Las year, CCE released a report on the employment challenges facing previously incarcerated D.C. residents after they are released. The report was based on the results of a survey of 550  formerly incarcerated individuals. Among the key findings: there was little or no difference in employment rates for those who earned a GED or job certificate before or after prison and those who did not:

The unemployment rate among survey respondents was about the same after incarceration as it had been prior to incarceration, even among those who used their time in prison productively to increase their skills. Over 30% indicated that they received a GED or higher in prison and 35% indicated receiving a job training certificate of some kind. CCE’s sample showed little or no difference in the unemployment rate for those who had earned a GED or job certificate in or after prison compared with those who had not. (my emphasis)

This finding is at odds with the findings of another recent recidivism study from another jurisdiction, conducted by Jake Cronin, a policy analyst with the Institute of Public Policy in the Truman School of Public Affairs at the University of Missouri.

Cronin studied Missouri Department of Corrections data and found that inmates who earned their GED in Missouri prisons were significantly more likely to find a job after release from prison than those who did not.

But Cronin also noted that recidivism rates went down most dramatically for those inmates had earned a GED and acquired a full-time job after release.

“Employment proves to be the strongest predictor of not returning to prison that we found,” Cronin said. “Those who have a full-time job are much less likely to return to prison than similar inmates who are unemployed. Recidivism rates were nearly cut in half for former inmates with a full-time job compared to similar inmates who are unemployed.”

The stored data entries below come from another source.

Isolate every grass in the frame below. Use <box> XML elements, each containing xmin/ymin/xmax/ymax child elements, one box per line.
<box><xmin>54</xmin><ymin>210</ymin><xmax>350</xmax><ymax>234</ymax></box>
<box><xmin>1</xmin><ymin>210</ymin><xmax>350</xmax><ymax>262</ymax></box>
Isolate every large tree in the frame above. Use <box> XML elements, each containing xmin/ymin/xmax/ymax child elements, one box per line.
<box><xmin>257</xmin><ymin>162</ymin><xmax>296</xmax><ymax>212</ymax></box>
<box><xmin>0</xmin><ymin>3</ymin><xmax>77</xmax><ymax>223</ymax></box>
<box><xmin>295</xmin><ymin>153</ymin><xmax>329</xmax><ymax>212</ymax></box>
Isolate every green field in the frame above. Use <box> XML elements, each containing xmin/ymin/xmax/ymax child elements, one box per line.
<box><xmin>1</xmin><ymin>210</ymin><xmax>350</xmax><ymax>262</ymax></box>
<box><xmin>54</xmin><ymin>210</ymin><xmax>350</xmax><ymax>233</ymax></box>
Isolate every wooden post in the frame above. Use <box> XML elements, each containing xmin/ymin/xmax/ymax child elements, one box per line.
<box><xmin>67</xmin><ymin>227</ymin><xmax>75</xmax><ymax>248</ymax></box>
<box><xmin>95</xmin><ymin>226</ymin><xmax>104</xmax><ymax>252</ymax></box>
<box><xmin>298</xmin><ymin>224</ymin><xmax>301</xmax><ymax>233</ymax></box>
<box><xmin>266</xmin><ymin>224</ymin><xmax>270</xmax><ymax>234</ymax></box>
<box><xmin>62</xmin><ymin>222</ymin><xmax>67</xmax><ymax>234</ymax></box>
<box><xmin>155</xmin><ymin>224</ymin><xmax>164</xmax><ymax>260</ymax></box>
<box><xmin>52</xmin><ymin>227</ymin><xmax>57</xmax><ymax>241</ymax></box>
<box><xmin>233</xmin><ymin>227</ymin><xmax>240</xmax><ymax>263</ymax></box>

It makes sense to me that education plus sustained employment has the most lasting impact on reducing recidivism. But in Missouri, at least, attaining an educational credential appears to increase the likelihood of employment, whereas in Washington it may have no effect at all. So the question is whether there are other significant barriers to employment for formerly incarcerated individuals here in the District—other than education—that may not be as prominent in Missouri. And if there are, what do we do about them?

I’ll concede that the biggest barrier to employment for many people these days is the lack of jobs to begin with. I’ll also concede that part of the problem may be that the jobs that do become available in the District may, on average, require more specialized training or post-secondary education than the jobs that are available in Missouri. (I don’t know that for certain, but it seems reasonable.) Nonetheless, there are also policies that can be put in place to make it easier for those returning from prison to find a job, and to encourage employers to hire them.

For their part, the Council for Court Excellence (CCE) believes that barriers to employment unrelated to education do exist, and in their report, they made several recommendations to address them, including, among other things, liability protection for employers and a “certificate of good standing” indicating that an individual has completed his or her sentence and is in good standing with conditions of release.

These two recommendations are the centerpiece of recent bill, the D.C. Re-entry Facilitation Amendment Act, introduced by D.C. Council Chair Phil Mendelson on July 10th.

UPDATE 9/27/12: My original headline (Why Hasn’t Prison Education Reduced D.C. Recidivism Rates?) was all wrong—I was making a point about employment outcomes, not recidivism rates—and was updated accordingly.